Because pure oxygen is a fire hazard, you cannot take anything into the hyperbaric oxygen therapy chamber that might cause a spark or fire risk. That means no petroleum-based hair products, lighters, or battery-powered devices like cell phones, video games, or laptops. The basic rule is: If you weren’t born with it, don’t take it into the chamber. We even provide a static-free gown to wear in place of your regular clothes. These precautions assure your safety.

Risks

Complications in hyperbaric oxygen therapy are rare, but as with any medical procedure, there are some risks, including:

  • Ear injury due to increased pressure
  • Temporary nearsightedness
  • Seizure due to too much oxygen

Your Wound Care Team

Dr. Peter G. Lund

Peter G. Lund, MD, is a board-certified internist who practiced in California before moving to Coos Bay. He received his medical degree from Mexico’s Autonomous University of Tamaulipas and completed his internal medicine residency at the University of California, Irvine. His practice style emphasizes partnership and communication.

wound Care

Nurses

Several Care Certified (WCC) nurses work with the physicians to determine each patient’s treatment plan and to administer treatments. Wound care nurses receive special training and certification.

Technician

Our hyperbaric technician is specially trained to operate the hyperbaric chambers, working closely with our physicians and nurses. The technician also ensures safety of the hyperbaric facilities, performing daily safety checks on the two chambers.

Diabetes and Wounds

Diabetic Foot Ulcers

For a person with diabetes, something as simple as a blistered toe may foreshadow a long battle to heal a persistent sore. If a diabetic foot ulcer (DFU) becomes chronic, infections and other complications are common. A DFU can even lead to amputation.

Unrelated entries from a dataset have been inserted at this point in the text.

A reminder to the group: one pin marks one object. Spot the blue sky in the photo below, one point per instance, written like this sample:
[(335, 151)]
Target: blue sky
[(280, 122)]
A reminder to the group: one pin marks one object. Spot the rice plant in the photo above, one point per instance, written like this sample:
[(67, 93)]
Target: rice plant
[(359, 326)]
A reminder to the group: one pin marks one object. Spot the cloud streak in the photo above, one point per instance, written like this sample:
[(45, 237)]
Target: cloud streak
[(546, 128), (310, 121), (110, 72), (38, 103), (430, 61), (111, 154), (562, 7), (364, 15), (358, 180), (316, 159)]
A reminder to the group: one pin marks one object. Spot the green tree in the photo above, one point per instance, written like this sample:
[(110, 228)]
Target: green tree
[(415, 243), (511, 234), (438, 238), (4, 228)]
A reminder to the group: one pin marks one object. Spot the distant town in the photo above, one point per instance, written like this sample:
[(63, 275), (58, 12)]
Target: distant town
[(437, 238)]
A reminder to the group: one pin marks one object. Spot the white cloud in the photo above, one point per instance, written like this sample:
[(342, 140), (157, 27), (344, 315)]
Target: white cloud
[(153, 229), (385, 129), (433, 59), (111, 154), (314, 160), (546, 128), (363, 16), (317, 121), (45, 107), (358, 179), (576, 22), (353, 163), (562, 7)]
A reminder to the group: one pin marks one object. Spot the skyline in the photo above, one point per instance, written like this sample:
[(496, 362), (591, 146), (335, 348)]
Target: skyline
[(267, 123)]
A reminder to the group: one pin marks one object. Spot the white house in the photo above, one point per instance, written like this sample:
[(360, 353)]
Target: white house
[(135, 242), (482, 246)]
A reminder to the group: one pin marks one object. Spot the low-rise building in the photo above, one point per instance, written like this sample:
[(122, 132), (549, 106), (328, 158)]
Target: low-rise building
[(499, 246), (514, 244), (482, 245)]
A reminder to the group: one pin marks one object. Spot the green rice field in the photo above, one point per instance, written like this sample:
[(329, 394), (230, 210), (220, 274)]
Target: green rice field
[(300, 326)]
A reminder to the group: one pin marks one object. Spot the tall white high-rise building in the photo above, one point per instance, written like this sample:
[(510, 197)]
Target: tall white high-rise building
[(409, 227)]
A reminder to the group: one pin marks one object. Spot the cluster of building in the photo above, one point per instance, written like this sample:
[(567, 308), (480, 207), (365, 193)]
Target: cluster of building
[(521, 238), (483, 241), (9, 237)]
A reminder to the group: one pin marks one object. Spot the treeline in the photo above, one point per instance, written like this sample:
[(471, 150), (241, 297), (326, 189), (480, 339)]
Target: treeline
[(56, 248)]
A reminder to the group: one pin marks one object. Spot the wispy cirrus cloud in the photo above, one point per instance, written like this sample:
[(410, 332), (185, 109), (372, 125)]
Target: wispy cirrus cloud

Treatment of DFUs has long been a challenge for medical professionals. Even with expert wound care, complete healing of DFUs in many patients occurs slowly, if at all. The risk of death from unhealed neuropathic ulcers is greater than for breast cancer and prostate cancer combined.

Among the nearly 24 million people with diabetes in the U.S., 15% to 25% will develop foot ulcers in their lifetimes. Of patients with DFUs, 15% will develop bone infections (osteomyelitis), and nearly 16% will require amputation. Nearly half of all unhealed neuropathic ulcers result in death within five years.

Diabetes in America

  • Coos County has the highest rates in the state for hospitalization due to diabetes. About 19.5 percent of Coos County’s population has diabetes – higher than the state’s average of 10.9 percent.
  • Nationwide, 33% of people aged 60 years and older have diabetes.
  • Diabetes is the leading cause of heart disease, nerve damage, stroke, blindness, skin ulcers, impotence, and amputations.
  • Nine million Americans suffer from chronic open wounds that can lead to amputation. Every 20 seconds, a lower limb is amputated due to complications of diabetes.
  • Fifty percent of all lower-limb amputations are diabetics.
  • 162,500 diabetics are hospitalized for foot ulcers per year.
  • Diagnosed diabetes costs America $412 billion a year in direct medical costs, disability, work loss, and premature mortality.